The analysis of the matrices obtained, both the classical ways of representing the text and the one proposed by us, showed that, in the case of a set containing both cliques and single-element graphs, the number of features was more than twice as high. However, in the case of a set containing more than two-element cliques, the number of features obtained compared to the number of features from the classical approaches was 89% lower in the case of cliques common in the class and 88% lower in the case of cliques common in all documents. Such a huge difference is due to the fact that there were more two-element cliques than features in the vectors from the classical approaches. In addition, as a result of the analysis, it was noticed that there were 27,596 more common set elements in all documents compared to the common set elements in the class. However, 26,614 of these elements were two-element cliques.

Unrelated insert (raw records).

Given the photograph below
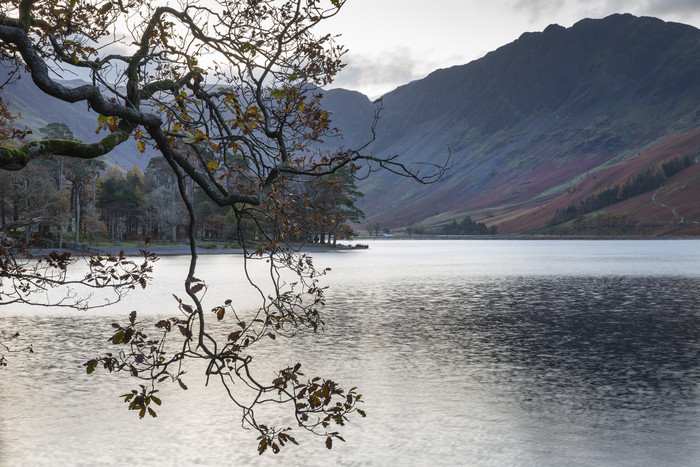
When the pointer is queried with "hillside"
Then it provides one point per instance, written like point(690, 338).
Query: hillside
point(526, 122)
point(535, 130)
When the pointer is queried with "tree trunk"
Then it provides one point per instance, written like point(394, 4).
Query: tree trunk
point(77, 215)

Based on the observations of the conducted experiments, it was confirmed that the use of a new method of text representation for predicting book categories, based on the analysis of its content, allowed us to achieve accuracy, precision, recall and F1-score at a level of over 90%. This was achieved when all elements of the set were used together with the AdaBoost algorithm. However, it should be noted that higher accuracy, precision, recall and F1-score were obtained using the standard text representation. In addition, it should be noted that the use of a set containing only cliques with a size of more than two elements affected the subsequent classification results, making them worse. This leads to the conclusion that the content of the set is important in the classification process.

In the future, it is planned to use the selection of parameters in research. The conducted analyses indicate that better results are obtained using a set containing both cliques and single-element graphs. It is also worth testing our text representation for a set of shorter texts to see if the content of the set also matters in the case of a much smaller number of words in the document. The application of text representations to other NLP tasks, such as summarizing, is also an issue worth exploring. The way the text is represented in this publication contains information about the occurrence of words, which can be extremely useful in the case of a text summary.

Author Contributions

Conceptualization, B.P., A.H. and J.K.; Methodology, B.P. and J.K.; Software, A.H.; Validation, A.H.; Formal analysis, B.P.; Investigation, B.P. and J.K.; Resources, B.P. and J.K.; Data curation, J.K.; Writing—original draft, B.P., A.H. and J.K.; Writing—review & editing, B.P. and J.K.; Visualization, B.P.; Supervision, B.P. and J.K.; Project administration, B.P. and J.K.; Funding acquisition, J.K. All authors have read and agreed to the published version of the manuscript.

Funding

This research received no external funding.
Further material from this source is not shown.